What would happen if in os [original technical system] component i with property e’ would be replaced by a component i that has property e?

For instance, in the case of redesigning the reaction wheel assembly (RWA) of the Hubble space telescope:

“What would happen if in os-RWA bearing balls of bearing assemblies (i) that are small (e’) are replaced by bearing balls of bearing assemblies that are larger (e)?’

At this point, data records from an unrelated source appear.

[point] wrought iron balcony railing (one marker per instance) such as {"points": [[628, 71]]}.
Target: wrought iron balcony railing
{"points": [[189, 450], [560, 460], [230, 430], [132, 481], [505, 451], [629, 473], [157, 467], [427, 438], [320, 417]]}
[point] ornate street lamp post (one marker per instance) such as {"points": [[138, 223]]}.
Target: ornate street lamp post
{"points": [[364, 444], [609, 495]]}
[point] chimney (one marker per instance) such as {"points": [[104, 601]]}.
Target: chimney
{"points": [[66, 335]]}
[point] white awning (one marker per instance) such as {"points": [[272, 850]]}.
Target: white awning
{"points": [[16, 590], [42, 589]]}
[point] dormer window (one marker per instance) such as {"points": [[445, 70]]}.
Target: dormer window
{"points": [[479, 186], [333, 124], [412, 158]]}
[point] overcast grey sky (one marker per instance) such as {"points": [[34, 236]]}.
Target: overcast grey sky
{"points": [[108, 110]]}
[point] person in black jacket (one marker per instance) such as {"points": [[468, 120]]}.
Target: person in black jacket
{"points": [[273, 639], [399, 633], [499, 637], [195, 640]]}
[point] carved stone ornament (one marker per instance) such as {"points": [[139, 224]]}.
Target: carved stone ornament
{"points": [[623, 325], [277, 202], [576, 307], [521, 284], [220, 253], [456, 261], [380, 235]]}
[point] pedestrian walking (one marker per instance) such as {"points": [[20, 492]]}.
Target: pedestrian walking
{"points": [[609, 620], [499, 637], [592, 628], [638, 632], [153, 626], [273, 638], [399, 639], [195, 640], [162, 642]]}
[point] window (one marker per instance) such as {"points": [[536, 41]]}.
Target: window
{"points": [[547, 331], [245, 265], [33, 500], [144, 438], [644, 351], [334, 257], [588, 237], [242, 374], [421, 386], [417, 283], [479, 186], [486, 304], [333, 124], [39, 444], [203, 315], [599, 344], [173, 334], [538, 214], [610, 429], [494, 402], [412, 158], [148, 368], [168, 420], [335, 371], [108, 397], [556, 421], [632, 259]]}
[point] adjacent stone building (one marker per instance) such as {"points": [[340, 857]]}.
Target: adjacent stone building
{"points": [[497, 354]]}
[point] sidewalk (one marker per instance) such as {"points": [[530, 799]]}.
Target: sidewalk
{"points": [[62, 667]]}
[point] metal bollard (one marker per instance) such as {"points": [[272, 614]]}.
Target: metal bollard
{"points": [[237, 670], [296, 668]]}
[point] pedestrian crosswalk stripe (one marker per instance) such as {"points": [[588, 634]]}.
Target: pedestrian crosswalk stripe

As Weber et al. (2019) showed with elaborate examples, such questions and their answers provide important information in redesign contexts in which the aim is to redesign extant technical systems that function sub optimally or malfunction, such that redesigned systems will – more precisely, are expected – to function better. Key to such function ascriptions is knowledge about the mechanistic organization of extant systems that are targeted for redesign. For instance, in case of the redesign of the telescope, too much heat was generated in the bearing assemblies of the original system, which was caused by a specific causal chain: frictional forces in the bearing assemblies, which in turn was caused by deformation of the bearing balls, which in turn was caused by the heavy load on the bearings, and this heavy load in turn was caused by the rapid spin of the rotor. Based on this causal-mechanistic information, engineering designers identified the bearing assembly of the RWA as the malfunctioning structure and the size of the bearing balls of the bearing assembly as the feature of this structure responsible for the malfunction: the size of the balls was too small for the load they were intended to carry. The proposed redesign solution consisted in a specific increase of the size of the balls. So, what we here see is that causal-mechanistic information on malfunctioning systems or systems that function sub optimally is crucially important in answering what-would-happen-if questions in the context of redesigning such systems. Engineering malfunction explanations provide this information: adequate ones offer information that enables predicting dependencies that are expected to hold in redesigned systems (i.e., they offer information that is instrumental in “technical advantage function ascriptions”). And, arguably, the more depth such explanations have, i.e., the greater the range of relevant (forward looking) counterfactual inferences they provide information for, the better they are.Footnote 23 Redesign utility is thus an engineering domain-specific virtue in IBE and engineering malfunction explanations.

6 Conclusion

In this paper we charted how inference to the best explanation (IBE) works in engineering science, focussing on the context of malfunction explanation. A first result is that the philosophy of science literature on IBE can be profitably used to understand how IBE works in engineering failure analysis. A second result is that, due to the intimate connection between explanation and redesign in engineering science, there is a salient engineering domain-specific virtue in terms of which engineering malfunction explanations are evaluated, viz. the virtue of redesign utility. This virtue entails that the explanatory information offered by a malfunction explanation should be instrumental in predicting counterfactual dependencies in redesigned systems. We illustrated and elaborated these points in terms of a number of engineering examples, focussing in particular on the 2009 crash of Air France Flight 447. In general, our results offer new insights into IBE and explanation by extending analyses of IBE and explanation to engineering science practice. Several relevant follow-up research questions present themselves: how does the virtue of redesign utility operate in different engineering contexts, such as chemical, civil, and mechanical engineering?; how does coherence with other disciplines provide means to borrow explanatory insights from other disciplines profitably to further engineering objectives (e.g. what explanatory and (re)design insights are gained by using laws and equations from physics in engineering explanation and (re)design tasks?). We hope the research presented in this paper offers a direction for thinking about these and related issues.